Religious leaders perform same-sex marriages in New York City
A minister and a rabbi officiated at several same-sex marriages in front of New York City Hall on Thursday, while dozens of other clergy members attended to show their support. The event also is a show of solidarity for two Unitarian Universalist ministers who face criminal charges upstate for performing same-sex weddings. "We're calling on clergy around the state performing these kinds of ceremonies to join us in public," said the Reverend Pat Bumgardner, the lesbian pastor of Manhattan's predominantly gay Metropolitan Community Church. "We want the same thing as is accorded heterosexual couples, and I've married some of them too."
On Thursday, Bumgardner was to marry two couples, one male and the other female, who had already pledged their commitment in religious ceremonies. The aim of the weddings was to bond the pairs in civil marriages, although the unions' legality is being challenged. The men, Bradley Curry and Mel Bryant, are in their late 30s; each runs a business managing stylists for photo shoots. The female couple are Montel Cherry-Slack, a 30-year-old attorney, and Michelle Cherry-Slack, a 30-year-old administrative assistant at Bumgardner's church on West 36th Street who plans to enter Union Theological Seminary in the fall. They had their last names legally changed to be the same and were joined in what they described as a holy union. "I feel on the one hand excited about the marriage in front of City Hall," said Michelle Cherry-Slack, who met her partner four years ago while both were in law school. "At the same time, it saddens me that we have to do this to get equal treatment. I'll marry Montel over and over again in order to gain legal recognition. I'll be with her forever. And she says to me, 'I'll marry you a million times if I have to."' A third couple, two women, were married by Rabbi Ellen Lippmann, founder of the Kolot Chayeinu congregation in Brooklyn.

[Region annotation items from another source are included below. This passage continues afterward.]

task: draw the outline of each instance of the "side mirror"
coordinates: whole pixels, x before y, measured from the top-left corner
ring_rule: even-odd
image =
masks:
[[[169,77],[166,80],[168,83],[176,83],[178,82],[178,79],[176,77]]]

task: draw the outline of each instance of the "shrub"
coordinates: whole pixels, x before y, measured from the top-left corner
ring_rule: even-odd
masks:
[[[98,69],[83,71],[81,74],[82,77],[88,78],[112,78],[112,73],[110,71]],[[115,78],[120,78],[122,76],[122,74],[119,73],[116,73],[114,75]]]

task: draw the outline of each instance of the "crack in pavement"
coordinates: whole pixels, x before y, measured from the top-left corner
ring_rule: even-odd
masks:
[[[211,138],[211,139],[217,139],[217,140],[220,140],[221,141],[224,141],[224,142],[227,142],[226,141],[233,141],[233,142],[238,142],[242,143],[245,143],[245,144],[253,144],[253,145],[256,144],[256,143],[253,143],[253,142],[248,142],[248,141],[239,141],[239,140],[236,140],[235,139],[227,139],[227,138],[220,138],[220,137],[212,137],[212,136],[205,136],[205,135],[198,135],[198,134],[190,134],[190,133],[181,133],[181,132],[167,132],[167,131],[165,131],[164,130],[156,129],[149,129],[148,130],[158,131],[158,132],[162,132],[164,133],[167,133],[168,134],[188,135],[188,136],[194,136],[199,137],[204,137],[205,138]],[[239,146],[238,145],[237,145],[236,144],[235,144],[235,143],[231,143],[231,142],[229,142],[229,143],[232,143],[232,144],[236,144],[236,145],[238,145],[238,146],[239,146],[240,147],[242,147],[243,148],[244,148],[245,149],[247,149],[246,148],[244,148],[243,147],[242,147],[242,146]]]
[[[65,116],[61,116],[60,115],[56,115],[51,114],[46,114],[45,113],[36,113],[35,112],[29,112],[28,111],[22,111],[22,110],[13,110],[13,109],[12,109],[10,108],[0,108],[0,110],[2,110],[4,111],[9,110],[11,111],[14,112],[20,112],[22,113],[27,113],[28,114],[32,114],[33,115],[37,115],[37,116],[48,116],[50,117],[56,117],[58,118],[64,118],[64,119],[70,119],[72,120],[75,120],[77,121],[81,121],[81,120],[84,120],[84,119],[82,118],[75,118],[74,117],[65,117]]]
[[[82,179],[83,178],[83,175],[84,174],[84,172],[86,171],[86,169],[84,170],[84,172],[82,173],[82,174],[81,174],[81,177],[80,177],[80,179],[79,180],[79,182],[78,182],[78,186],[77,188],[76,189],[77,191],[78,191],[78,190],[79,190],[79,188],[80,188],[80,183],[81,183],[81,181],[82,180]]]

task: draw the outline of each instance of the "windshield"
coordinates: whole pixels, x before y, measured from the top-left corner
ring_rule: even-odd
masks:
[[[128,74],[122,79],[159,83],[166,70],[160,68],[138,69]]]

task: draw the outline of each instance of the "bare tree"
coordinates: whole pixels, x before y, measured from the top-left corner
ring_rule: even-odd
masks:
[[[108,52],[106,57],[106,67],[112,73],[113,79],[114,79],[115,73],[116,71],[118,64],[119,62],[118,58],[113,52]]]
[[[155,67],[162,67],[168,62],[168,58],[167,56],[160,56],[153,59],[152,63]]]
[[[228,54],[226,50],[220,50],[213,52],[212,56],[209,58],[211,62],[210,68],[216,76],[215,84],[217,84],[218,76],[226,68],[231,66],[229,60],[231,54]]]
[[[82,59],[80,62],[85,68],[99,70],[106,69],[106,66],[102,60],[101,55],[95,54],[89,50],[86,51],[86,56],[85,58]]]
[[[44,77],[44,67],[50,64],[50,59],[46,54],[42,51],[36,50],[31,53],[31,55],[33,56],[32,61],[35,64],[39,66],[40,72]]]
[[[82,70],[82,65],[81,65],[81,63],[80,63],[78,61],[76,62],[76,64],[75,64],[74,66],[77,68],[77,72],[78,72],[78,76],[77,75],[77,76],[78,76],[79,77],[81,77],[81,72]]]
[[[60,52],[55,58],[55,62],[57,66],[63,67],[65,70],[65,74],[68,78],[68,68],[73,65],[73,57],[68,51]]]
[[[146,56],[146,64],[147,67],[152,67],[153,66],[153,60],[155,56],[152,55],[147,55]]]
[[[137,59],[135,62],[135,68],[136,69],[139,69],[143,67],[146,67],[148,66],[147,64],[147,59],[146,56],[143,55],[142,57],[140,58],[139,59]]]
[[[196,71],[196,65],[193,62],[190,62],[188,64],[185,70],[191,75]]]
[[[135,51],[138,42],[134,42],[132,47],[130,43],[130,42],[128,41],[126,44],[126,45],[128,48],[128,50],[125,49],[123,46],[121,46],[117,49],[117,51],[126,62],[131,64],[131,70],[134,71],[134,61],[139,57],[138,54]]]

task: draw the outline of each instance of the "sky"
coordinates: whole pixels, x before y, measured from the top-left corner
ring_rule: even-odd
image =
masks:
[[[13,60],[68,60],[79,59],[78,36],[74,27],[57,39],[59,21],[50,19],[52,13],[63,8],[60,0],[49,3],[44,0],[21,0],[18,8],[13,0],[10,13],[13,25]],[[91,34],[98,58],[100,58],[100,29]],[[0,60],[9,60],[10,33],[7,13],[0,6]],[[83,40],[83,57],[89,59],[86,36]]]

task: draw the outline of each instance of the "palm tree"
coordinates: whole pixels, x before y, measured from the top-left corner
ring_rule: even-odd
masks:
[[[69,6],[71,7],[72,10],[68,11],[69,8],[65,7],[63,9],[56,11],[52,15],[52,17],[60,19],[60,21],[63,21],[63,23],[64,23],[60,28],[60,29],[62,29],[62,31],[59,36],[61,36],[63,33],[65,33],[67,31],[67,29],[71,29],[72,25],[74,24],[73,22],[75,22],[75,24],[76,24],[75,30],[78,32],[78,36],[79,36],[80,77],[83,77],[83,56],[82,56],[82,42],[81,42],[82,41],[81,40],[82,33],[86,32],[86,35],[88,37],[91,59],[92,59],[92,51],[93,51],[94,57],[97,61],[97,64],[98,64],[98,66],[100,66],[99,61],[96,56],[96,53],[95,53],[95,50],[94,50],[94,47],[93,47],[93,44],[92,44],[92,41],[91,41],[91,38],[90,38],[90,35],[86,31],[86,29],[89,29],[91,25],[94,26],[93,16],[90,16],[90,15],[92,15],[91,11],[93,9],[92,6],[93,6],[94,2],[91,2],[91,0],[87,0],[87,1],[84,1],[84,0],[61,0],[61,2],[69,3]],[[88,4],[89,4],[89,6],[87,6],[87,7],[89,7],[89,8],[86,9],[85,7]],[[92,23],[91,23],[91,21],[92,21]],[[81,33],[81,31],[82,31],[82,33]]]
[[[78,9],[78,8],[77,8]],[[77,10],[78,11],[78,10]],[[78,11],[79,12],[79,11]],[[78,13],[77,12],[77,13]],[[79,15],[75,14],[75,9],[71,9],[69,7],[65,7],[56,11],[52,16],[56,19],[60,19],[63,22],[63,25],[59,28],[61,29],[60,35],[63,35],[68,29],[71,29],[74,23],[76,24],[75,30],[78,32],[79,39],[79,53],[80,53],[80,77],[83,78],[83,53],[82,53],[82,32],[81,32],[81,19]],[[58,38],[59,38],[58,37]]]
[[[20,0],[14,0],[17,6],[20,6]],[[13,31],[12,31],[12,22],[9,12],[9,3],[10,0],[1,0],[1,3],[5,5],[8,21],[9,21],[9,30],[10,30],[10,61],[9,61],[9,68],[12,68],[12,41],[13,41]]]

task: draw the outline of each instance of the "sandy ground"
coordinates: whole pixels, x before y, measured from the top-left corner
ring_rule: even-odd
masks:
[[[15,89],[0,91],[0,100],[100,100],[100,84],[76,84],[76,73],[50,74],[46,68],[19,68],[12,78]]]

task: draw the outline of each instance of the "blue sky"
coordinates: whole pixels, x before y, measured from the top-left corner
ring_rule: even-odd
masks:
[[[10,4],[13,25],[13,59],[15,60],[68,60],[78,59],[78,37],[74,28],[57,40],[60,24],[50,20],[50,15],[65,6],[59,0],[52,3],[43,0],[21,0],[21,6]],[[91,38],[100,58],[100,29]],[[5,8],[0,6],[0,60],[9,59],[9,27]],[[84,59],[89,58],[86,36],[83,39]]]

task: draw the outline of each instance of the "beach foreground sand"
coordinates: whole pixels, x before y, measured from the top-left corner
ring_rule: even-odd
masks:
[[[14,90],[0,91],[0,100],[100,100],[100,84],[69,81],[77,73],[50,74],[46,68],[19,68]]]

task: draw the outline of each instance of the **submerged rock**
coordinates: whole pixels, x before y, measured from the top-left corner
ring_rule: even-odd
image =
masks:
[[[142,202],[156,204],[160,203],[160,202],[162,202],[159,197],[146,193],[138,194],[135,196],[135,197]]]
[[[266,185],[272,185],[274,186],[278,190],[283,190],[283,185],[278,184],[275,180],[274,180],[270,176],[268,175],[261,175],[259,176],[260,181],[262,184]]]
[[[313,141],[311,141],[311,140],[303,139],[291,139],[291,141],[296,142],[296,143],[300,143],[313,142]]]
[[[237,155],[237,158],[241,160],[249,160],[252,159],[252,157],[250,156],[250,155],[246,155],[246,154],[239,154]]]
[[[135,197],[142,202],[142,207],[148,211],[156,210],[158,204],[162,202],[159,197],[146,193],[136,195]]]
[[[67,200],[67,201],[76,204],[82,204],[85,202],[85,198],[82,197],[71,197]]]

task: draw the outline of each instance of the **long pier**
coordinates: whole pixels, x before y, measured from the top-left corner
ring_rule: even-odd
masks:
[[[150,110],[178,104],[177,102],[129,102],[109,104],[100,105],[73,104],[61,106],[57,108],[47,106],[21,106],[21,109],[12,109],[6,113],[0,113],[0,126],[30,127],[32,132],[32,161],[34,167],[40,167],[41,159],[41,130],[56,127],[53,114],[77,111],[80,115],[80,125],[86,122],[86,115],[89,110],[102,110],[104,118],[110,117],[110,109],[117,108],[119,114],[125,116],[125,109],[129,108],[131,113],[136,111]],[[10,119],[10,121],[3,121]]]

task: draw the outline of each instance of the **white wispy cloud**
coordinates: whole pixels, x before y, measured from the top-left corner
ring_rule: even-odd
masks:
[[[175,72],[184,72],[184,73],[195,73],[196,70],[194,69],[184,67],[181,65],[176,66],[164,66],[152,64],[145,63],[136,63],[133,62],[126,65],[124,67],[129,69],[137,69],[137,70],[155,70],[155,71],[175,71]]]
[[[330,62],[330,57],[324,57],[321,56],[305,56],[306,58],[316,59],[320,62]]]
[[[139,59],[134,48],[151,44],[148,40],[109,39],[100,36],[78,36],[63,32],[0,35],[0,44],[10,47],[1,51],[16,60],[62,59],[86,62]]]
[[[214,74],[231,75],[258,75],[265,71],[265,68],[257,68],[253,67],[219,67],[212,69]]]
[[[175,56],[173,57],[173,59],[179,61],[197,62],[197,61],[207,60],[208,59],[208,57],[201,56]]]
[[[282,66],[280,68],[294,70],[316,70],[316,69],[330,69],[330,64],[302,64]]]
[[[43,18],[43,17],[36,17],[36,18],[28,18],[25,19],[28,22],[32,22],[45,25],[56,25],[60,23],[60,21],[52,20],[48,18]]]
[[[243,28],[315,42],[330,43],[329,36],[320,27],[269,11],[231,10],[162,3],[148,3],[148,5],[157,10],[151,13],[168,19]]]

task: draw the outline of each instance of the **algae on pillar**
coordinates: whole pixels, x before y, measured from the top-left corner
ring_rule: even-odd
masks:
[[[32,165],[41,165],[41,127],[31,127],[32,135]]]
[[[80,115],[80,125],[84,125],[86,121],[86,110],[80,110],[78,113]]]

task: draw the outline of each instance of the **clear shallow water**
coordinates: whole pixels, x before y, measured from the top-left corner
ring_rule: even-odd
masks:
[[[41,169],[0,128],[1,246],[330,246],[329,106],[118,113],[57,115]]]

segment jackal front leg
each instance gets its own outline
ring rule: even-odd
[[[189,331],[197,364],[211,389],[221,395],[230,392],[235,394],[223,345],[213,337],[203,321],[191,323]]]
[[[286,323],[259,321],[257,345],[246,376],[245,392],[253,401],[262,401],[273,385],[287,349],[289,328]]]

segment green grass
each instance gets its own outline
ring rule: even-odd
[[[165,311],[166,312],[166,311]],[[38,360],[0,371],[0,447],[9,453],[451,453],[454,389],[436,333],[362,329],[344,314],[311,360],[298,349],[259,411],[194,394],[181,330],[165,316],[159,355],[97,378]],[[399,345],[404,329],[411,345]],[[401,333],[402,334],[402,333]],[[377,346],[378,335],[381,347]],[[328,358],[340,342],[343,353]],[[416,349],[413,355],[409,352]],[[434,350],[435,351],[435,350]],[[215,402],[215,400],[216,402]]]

The celebrants "will continue to solemnize civil marriages of same-sex couples, with or without the threat of arrest," said a statement from the New York chapter of Marriage Equality, a group fighting for civil marriage rights for same-sex couples. Although an arrest in such cases is theoretically possible, the upstate ministers who were served with papers from the district attorney were not arrested. In Manhattan the office of District Attorney Robert Morgenthau has legal jurisdiction. Morgenthau spokeswoman Barbara Thompson declined to comment on Thursday's ceremonies.
The Unitarian ministers charged in New Paltz, N.Y., Kay Greenleaf and Dawn Sangrey, are to be arraigned March 22 on misdemeanor charges of solemnizing civil marriages without licenses. The state attorney general's office has declared that current law prohibits licenses from being issued to gay couples. Last month, New Paltz mayor Jason West brought the debate to his small college community, located 75 miles north of New York City, by performing 25 same-sex weddings in front of village hall. West faces misdemeanor counts for performing marriages without a license.
In the case of the New Paltz ministers, Ulster County district attorney Donald Williams said he pressed charges because the marriages were "drastically different" from religious same-sex unions that have been celebrated for decades. The two ministers openly said they believed they were performing civil ceremonies. The language of the New York State statutes formulated in 1907 is frequently gender-neutral, referring only to "person" or "parties" to describe who may obtain a marriage license. "The marriage may well still be valid, even though the minister solemnizing the union committed a technical violation because the parties do not have a marriage license," said Manhattan attorney Lawrence Moss, an expert on state laws related to same-sex marriage. The clergy and couples, said Moss, "want to test how far they can go."